3. My home and life are pretty awesome.

Now, this may sound silly, but when was the last time you looked around your house and smiled. Maybe thought to yourself “man my home is great”. Or did you know there are chickadees and red finches singing right now? You can hear them in the trees if you sit still, replacing the electronic device glued to your hand with a cup of tea.

4. A busy life does not equate to a useful or productive person.

It just means a busy one. And in my case, the busier I get, the more I seem to backtrack health wise. But I tell you what, choosing not to be busy is reeeeeeeally hard – remember that “slow is bad” thing?

5. We fill our calendars to feel important.

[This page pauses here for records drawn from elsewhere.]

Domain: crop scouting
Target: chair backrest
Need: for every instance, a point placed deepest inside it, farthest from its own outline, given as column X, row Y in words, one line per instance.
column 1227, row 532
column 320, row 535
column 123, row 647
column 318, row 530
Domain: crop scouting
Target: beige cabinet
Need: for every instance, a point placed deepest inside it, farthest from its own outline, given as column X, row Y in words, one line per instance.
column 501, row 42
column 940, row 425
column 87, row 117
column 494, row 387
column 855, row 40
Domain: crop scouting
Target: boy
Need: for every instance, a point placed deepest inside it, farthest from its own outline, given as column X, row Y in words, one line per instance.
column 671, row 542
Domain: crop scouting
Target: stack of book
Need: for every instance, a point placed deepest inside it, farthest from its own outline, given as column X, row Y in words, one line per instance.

Or at least that’s what I’ve noticed. We’ve been taught that if we’re not overbooked, we are lazy and worthless. Sometimes we have to go back through and establish what’s really important, and that’s not always easy.

6) Every experience is valid.

–be it less or more intense, difficult, uncomfortable or painful.

I have been overwhelmed by the number of people wishing me well and worrying after me.

However, there have also been many a soul (bless them) who see this as an opportunity to warn me about the terrible pains to come, like childbirth or some more intense surgery. This taught me as much about my own perceptions as theirs.

I did not like what has been (to date) my worse experience with pain and discomfort discounted so quickly, and it made me think of other situations where I compared my worse experience to another’s and perceived theirs as less. Why does that matter? Our first response should always be compassion, not comparison, for the situation at hand.


 

I look forward to the coming months when, as my health improves, I will (God willing) be able to regain my strength and function like a normal person.

The trick will be remembering these hard-learned lessons that God brought to me during this blessing of forced slowness. It has been proof that “all things work for the good of those who love the Lord” (Romans 8:28).